Emmy Rossum began her career at seven years old in the children's chorus at the Metropolitan Opera in New York before making a name for herself in television. She broke on to the Hollywood scene very recently playing Sean Penn's daughter in Mystic River, then featuring opposite Jake Gyllenhaal in effects-laden disaster movie The Day After Tomorrow. In Joel Schumacher's adaptation of The Phantom Of The Opera she returns to her musical roots to play the tale's leading lady, opera-singer Christine.
This is your first leading role. How did you land it?
I walked off the soggy set of The Day After Tomorrow and ended up in Joel Schumacher's living room for a meeting. I had never seen Phantom on Broadway so he sent me the script and asked me for my take on it, then he flew me to New York for a screen test. It was unheard of for me to do a screen-test like this, with full costume and makeup - with two hours just to do the hair extensions - and a piano, a full cast and crew, and a sweeping camera with Joel Schumacher in the corner yelling, "Action!" I was pretty shaken with nerves but I did the best I could. Actually I didn't think I would get it just because it was too big. Parts like these in big Hollywood movies are not given to girls my age - I was 16 when I auditioned - and there were girls who were much more famous who auditioned for it. But a week later I got to sing for Andrew Lloyd Webber and I got it!
Was your meeting with Andrew Lloyd Webber as intimidating as the screen test?
You know it was funny - there were no pleasantries. I was vocalising with the accompanist and he just walked into the room and sat down in front of me and said, "Shall we?" He didn't introduce himself or anything and I just thought, "Oh. Okay, that must be my cue." So I nodded to the accompanist and I sang a couple of songs from the show and afterwards he stood up and said, "Hi. I'm Andrew." But when I did get the part we talked closely together and I realised that he's just very shy.
You sang at The Metropolitan Opera earlier in your career so that must have stood you in good stead...
I had classical training but I don't consider myself an opera singer though, and this is more a hybrid of pop and classical music. I basically developed the character from my imagination. I went to the Garnier opera house in Paris and I stood on the roof where Christine stands to sing All I Ask Of You, so I developed sense memories like that. Then I went underneath the opera house and hung out in the lair and there is actually a lake underneath and it's dark and foggy so it's really kind of scary down there. I went to the Musee d'Orsay and looked at Degas' paintings of ballerinas to learn how to stand like them.
Was there a sense of camaraderie on the set?
So much so and that's amazing because on some sets, people don't get along very well at all. Here we spent so much time together - eight months of our lives almost - and it was so great because we all got so close and that really made us not afraid to improve with each other. We could just back up the scene and throw lines out there to see what happened and Joel was really encouraging of that as well.

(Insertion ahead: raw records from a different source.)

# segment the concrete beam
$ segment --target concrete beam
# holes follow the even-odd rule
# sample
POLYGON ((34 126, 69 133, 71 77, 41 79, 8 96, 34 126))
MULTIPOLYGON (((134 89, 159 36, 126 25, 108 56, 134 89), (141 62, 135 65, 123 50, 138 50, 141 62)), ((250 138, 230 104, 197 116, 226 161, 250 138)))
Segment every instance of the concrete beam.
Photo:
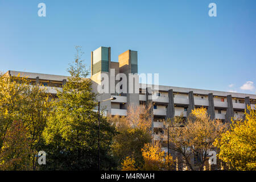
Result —
POLYGON ((231 118, 234 117, 232 96, 231 95, 226 96, 226 101, 228 102, 228 108, 226 109, 226 114, 225 115, 225 121, 226 122, 231 123, 231 118))
POLYGON ((195 109, 194 93, 193 93, 193 91, 188 92, 188 100, 189 104, 187 112, 187 117, 189 115, 190 113, 191 113, 192 110, 195 109))
POLYGON ((167 115, 166 115, 166 119, 174 118, 175 115, 175 107, 174 107, 174 90, 170 89, 168 90, 168 97, 169 98, 169 102, 167 107, 167 115))
POLYGON ((212 93, 208 94, 209 106, 207 112, 210 119, 215 119, 214 102, 213 100, 213 94, 212 93))

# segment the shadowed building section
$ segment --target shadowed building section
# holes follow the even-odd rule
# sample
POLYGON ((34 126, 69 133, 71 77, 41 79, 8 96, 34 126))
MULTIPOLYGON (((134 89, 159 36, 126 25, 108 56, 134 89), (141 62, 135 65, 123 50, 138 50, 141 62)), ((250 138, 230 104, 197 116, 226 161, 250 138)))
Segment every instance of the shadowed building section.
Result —
POLYGON ((189 116, 190 113, 191 113, 192 110, 195 109, 195 101, 194 101, 194 93, 193 91, 190 91, 188 92, 188 111, 187 112, 187 116, 189 116))
POLYGON ((225 115, 225 121, 231 123, 231 118, 234 117, 234 109, 233 107, 232 96, 231 95, 226 96, 226 102, 228 102, 228 108, 225 115))
POLYGON ((169 98, 169 102, 168 103, 166 119, 172 119, 174 118, 175 115, 175 111, 174 108, 174 90, 170 89, 168 90, 168 97, 169 98))
POLYGON ((208 101, 209 106, 207 110, 208 115, 210 117, 210 119, 215 119, 215 110, 214 110, 214 102, 213 100, 213 94, 212 93, 208 94, 208 101))
POLYGON ((151 131, 154 134, 154 115, 153 115, 153 102, 152 100, 152 90, 150 87, 146 89, 146 107, 148 111, 150 119, 151 121, 151 131))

You sing pretty much all of the dialogue. How do you keep the performance from becoming too theatrical?
Because that was the most important thing to me. When I talked to Joel about it I said that the one important thing for me was that she is the one real centre in all this theatricality. She has to be like a real girl who is compassionate and loving and somebody that people can really relate to. She's lonely and wounded and very vulnerable and it really is a story about people at the heart of it all. It is very grand and sumptuous and awesome to look at but it was really about the characters for me.
Did you have some trepidation about carrying the weight of this film?
Yes. It's heavy! It was very heavy on my shoulders. But Joel gave me so much encouragement and telling everyone how great I was going to be that, on the one hand, it put even more pressure on me, but on the other hand it gave me the confidence to make those emotional leaps that the character has to go through. I feel like I've come out of this grown up, maybe because I live through the character vicariously and she grows up so much during the course of this story.
Do you see this role as a bridge to more mature roles?
It wasn't my intention in going after this part but I suppose now I do. The adult roles are a lot meatier - you're not always just the daughter or the girlfriend or whatever. If I can't find a project that I'm really interested in, I'll just go back to college where I've been studying art history and French. I'm also going to study English and philosophy - the whole curriculum! Music is also a part of who I am so I'm thinking about recording an album.